From January 1928 through August 2020, the S&P 500 Index fell more than 1% intraday 2,776 times, or every 9 trading days on average, yet rose by more than 1% in 2,890 trading days. Over that same period, the index fell more than 2% 826 times, but rose by more than 2% 741 times—both every 30 trading days on average. Still, over this seemingly volatile period, the S&P 500 rose more than 19,721% cumulatively. A hypothetical investment of $10,000 in 1928 would have grown to $1,982,055 by August 2020—not counting dividends.
Despite experiencing seemingly frequent bouts of short-term volatility, stocks have provided generally strong long-term returns. Stocks’ long-term growth is the reward for taking on their short-term volatility. However, many investors fail to achieve stocks’ long-term market returns due to their own reactions to downside volatility.
People tend to hate their losses much more than they appreciate their gains—a behavioral phenomenon called myopic loss aversion. This human tendency may contribute to media sensationalism around the VIX and other volatility measures when markets are falling. Fear-based headlines are more likely to grab viewers’ attention and entice them to tune in! However, periods of heightened volatility often fool investors into trading in and out of the market at the wrong times. When the market tanks, myopic loss aversion tempts them to sell stocks and “cut their losses.” However, doing so may cause investors to sell stocks low, just before the market rebounds—dinging them on the way down and the way back up.
If you attempt to sidestep implied volatility (expected future fluctuations) by trading in and out of the market, you may incur transaction costs and risk missing out on positive volatility if stocks rise. For example, 2008 featured extremely negative returns and a standard deviation (a common measure of volatility) of 20.1%.i Then, in 2009, the market was extremely positive and sported a standard deviation of 21.3%—just topping 2008’s.ii Though folks often associate volatility with negative returns, volatility can be positive too. That upside volatility is a key reason equities have been able to deliver a relatively high average annualized return over the long-term.
One common investing disclosure is “past performance doesn’t indicate future results,” which applies for market returns as well as volatility. Standard deviation (or volatility) of the last month, year or decade is inherently backward-looking and can't tell you anything about the future. However, analyzing market return and volatility data over historical periods may help you set expectations for risk and return characteristics of different asset classes. Those averages can be helpful for planning, but they won’t tell you exactly what will happen in the future—just the probabilities of different outcomes.

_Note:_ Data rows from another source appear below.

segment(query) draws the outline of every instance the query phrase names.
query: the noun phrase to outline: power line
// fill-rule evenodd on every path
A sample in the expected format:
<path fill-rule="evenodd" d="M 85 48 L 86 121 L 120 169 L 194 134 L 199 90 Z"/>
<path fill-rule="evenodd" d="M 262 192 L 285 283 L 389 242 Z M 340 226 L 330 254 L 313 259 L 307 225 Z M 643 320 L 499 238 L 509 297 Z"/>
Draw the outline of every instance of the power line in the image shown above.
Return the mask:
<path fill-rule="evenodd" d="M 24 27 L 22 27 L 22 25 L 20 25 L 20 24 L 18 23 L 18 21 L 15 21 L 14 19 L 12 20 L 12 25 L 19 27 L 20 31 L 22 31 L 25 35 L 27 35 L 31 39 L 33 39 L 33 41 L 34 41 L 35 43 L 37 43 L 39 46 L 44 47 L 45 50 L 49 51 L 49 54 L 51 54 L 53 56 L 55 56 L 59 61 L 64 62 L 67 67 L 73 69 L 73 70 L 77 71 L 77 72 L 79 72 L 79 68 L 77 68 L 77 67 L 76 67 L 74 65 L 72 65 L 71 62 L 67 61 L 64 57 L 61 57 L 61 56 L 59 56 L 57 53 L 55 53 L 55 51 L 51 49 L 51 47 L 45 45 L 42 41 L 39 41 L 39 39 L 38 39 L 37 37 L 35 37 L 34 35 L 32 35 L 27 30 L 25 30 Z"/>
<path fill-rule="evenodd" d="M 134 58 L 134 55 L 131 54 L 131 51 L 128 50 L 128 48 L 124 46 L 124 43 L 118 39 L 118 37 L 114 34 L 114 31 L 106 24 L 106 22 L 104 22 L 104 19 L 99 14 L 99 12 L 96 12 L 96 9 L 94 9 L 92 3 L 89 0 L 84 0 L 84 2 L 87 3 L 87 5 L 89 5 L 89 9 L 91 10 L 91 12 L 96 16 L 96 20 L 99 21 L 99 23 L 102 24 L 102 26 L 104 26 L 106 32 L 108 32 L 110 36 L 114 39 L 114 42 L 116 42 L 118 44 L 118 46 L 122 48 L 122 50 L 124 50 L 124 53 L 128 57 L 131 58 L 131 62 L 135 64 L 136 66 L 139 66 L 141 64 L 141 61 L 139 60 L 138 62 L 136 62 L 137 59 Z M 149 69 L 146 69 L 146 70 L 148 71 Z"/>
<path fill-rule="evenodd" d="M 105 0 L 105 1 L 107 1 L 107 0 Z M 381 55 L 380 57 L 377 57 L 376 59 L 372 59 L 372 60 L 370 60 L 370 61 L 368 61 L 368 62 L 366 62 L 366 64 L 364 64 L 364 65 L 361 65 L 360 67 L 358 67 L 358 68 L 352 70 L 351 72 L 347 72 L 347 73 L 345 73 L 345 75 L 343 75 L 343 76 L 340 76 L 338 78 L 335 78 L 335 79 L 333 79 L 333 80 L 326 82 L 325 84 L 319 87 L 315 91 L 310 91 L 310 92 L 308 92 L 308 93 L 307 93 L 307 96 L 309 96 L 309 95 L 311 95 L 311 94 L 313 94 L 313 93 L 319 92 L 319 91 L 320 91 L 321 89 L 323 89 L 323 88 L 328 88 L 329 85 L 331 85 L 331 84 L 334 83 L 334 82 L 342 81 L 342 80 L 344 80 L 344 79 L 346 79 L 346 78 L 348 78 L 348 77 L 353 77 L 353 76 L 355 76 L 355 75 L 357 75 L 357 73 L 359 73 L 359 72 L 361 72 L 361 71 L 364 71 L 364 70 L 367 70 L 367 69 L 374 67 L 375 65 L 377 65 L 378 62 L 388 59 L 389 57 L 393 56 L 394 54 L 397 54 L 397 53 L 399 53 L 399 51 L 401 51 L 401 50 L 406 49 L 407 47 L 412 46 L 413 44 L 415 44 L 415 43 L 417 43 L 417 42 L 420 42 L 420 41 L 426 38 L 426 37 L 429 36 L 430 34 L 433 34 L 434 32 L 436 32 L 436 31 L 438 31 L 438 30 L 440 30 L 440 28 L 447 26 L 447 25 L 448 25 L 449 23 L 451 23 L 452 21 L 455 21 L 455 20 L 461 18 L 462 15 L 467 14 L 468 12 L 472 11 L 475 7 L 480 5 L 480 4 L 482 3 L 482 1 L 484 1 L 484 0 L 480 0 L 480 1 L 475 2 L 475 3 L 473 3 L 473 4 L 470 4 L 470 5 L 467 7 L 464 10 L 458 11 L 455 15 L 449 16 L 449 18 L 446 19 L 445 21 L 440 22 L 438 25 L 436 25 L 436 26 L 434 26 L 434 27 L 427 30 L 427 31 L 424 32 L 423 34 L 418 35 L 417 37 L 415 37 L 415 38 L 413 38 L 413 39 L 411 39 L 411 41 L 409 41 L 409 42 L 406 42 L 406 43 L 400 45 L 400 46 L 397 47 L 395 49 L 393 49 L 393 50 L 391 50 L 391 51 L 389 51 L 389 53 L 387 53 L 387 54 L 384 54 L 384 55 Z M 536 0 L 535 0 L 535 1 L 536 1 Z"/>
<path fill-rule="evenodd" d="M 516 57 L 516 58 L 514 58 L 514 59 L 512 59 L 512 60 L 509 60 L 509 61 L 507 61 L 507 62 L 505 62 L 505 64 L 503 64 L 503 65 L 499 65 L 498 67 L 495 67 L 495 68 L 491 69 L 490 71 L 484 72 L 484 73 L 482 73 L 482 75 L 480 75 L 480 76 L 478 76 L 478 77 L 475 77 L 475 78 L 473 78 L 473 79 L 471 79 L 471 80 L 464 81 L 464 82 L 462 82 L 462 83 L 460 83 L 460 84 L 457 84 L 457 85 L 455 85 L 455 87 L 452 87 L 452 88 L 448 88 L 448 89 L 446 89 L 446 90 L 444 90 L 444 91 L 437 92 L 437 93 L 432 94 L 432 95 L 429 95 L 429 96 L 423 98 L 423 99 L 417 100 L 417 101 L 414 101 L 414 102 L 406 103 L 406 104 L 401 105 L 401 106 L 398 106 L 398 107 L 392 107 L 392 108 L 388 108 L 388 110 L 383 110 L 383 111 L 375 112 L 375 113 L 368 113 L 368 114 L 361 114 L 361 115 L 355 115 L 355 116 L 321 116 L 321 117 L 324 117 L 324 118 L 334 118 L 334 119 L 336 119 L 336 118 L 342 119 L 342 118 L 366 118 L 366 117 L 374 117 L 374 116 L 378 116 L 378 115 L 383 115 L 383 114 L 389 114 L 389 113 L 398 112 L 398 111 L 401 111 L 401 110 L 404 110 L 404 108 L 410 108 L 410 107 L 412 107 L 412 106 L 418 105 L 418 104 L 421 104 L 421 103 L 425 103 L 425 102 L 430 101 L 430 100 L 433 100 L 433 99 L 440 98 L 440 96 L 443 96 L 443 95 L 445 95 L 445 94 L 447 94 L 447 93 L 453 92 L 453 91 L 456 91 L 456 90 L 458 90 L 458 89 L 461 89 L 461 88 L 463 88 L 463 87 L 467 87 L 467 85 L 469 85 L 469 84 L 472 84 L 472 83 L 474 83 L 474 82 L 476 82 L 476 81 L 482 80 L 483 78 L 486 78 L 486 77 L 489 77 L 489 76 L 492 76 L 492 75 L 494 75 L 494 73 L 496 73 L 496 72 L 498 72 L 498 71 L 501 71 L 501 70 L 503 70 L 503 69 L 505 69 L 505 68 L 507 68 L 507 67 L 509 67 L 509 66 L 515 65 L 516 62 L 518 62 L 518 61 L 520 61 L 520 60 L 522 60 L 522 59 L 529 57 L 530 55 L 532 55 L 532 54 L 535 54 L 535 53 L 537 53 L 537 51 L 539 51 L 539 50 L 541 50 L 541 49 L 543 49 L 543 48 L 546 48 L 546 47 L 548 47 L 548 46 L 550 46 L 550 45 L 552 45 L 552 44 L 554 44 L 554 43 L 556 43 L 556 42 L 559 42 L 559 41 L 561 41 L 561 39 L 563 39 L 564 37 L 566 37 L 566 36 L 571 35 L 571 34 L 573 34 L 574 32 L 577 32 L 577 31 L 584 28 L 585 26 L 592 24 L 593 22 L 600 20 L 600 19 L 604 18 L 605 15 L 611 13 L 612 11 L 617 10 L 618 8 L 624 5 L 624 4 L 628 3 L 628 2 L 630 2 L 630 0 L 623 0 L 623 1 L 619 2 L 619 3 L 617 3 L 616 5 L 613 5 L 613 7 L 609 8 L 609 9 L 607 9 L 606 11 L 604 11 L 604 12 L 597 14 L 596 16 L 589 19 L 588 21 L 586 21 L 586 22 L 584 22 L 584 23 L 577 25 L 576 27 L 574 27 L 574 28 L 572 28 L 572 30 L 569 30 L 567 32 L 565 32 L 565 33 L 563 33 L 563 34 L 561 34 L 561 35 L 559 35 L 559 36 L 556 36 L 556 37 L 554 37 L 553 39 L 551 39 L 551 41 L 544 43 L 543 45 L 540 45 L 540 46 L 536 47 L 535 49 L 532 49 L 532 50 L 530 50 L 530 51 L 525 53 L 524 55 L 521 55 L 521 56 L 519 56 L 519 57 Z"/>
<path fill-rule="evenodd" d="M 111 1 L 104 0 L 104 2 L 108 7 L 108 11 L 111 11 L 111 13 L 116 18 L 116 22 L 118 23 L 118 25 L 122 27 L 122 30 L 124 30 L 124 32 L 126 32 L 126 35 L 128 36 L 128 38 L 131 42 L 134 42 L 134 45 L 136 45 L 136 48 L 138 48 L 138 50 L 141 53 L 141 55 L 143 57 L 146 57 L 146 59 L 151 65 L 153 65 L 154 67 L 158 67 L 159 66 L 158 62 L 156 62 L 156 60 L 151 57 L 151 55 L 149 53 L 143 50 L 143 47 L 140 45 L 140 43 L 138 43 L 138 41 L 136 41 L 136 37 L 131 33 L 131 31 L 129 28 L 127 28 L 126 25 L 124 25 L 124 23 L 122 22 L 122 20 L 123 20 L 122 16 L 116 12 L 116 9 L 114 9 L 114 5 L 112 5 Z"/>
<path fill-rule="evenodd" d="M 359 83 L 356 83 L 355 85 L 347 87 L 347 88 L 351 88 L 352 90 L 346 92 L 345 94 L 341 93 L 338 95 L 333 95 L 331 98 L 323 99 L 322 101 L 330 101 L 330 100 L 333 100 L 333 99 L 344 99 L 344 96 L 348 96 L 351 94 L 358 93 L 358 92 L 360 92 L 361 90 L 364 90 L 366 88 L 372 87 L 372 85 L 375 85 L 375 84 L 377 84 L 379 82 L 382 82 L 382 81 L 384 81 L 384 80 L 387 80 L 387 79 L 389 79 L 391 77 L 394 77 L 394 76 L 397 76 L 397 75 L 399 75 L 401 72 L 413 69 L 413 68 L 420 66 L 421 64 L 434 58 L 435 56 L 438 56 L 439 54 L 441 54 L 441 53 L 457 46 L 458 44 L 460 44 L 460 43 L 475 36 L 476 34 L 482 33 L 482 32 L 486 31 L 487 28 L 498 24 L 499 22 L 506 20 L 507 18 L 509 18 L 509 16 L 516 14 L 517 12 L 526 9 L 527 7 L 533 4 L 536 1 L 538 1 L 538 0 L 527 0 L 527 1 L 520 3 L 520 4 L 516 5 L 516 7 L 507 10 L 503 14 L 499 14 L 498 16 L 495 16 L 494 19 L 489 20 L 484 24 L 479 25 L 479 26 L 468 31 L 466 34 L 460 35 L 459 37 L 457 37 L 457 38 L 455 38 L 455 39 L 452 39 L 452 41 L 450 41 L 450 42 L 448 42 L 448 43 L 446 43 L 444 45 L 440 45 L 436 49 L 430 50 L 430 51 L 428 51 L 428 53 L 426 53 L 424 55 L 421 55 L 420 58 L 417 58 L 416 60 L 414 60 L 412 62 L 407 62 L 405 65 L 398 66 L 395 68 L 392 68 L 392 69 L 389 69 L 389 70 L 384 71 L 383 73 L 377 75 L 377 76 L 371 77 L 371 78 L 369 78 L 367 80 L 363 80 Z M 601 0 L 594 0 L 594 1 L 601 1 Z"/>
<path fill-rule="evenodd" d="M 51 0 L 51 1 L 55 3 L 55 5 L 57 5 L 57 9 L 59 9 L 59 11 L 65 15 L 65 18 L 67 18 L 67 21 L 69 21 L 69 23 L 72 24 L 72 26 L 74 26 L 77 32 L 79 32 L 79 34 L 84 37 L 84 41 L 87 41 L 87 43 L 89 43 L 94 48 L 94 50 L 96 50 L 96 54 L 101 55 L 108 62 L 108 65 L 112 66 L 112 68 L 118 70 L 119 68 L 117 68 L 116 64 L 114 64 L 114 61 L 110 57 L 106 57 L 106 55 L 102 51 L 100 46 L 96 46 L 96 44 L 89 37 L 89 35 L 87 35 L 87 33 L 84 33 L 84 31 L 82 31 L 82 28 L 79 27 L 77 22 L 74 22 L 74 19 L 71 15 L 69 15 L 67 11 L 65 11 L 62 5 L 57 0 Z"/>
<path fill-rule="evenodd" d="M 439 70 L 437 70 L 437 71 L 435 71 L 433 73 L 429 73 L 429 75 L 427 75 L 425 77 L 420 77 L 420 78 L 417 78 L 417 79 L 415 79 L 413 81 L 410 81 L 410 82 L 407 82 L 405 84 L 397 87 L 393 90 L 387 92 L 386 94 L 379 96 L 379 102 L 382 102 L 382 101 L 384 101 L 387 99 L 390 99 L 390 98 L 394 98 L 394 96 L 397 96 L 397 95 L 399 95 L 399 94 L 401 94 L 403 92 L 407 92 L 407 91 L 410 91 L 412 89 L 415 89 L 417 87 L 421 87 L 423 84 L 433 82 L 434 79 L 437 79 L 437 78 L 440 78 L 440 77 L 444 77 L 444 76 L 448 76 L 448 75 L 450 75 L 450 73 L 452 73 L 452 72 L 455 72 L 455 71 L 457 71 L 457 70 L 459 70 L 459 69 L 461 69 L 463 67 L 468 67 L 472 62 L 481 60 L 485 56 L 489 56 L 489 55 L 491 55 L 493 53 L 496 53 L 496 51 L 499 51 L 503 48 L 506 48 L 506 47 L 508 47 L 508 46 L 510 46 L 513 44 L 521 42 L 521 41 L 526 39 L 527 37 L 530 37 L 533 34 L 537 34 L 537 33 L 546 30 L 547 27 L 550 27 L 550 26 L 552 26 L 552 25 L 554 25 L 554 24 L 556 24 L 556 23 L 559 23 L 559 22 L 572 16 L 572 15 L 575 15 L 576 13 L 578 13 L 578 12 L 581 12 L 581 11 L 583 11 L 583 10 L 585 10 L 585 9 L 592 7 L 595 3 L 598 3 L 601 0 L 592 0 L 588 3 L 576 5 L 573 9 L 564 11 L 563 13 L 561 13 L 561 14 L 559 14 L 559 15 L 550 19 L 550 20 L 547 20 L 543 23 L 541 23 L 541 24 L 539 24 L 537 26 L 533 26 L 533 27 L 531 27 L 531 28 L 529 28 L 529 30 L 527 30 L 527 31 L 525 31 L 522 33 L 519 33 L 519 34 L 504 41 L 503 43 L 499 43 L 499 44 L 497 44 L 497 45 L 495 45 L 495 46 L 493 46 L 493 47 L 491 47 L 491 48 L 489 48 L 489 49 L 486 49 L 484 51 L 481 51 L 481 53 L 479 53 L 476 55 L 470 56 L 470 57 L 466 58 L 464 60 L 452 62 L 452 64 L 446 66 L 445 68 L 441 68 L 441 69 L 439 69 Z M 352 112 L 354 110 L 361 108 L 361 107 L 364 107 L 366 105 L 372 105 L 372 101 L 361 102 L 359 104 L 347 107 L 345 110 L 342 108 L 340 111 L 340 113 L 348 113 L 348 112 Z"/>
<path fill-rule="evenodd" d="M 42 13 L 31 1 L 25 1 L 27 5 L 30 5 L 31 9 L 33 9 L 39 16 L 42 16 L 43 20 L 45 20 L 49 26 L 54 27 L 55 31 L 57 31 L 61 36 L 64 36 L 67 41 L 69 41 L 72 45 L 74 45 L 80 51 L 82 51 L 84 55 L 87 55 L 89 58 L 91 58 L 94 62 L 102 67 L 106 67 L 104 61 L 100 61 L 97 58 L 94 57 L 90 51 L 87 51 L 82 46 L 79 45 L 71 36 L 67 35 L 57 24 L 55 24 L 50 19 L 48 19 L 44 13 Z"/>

To be a successful investor, it helps to take a longer-term perspective on market volatility and resist the urge to react to short-term swings. Previous fluctuations may have been tough on your psyche, but trading because you’ve just experienced downside volatility can open you up to new risks that could set you back on the journey to accomplishing your financial goals. If you find stocks’ ups and downs difficult to weather, you may benefit from working with a dedicated investment adviser who knows you personally and can provide much needed counsel when markets get rocky.
i Source: Global Financial Data, Inc., as of 12/31/2018. S&P 500 Total Return Index from 12/31/2007 to 12/31/2008 and from 12/31/2008 to 12/31/2009.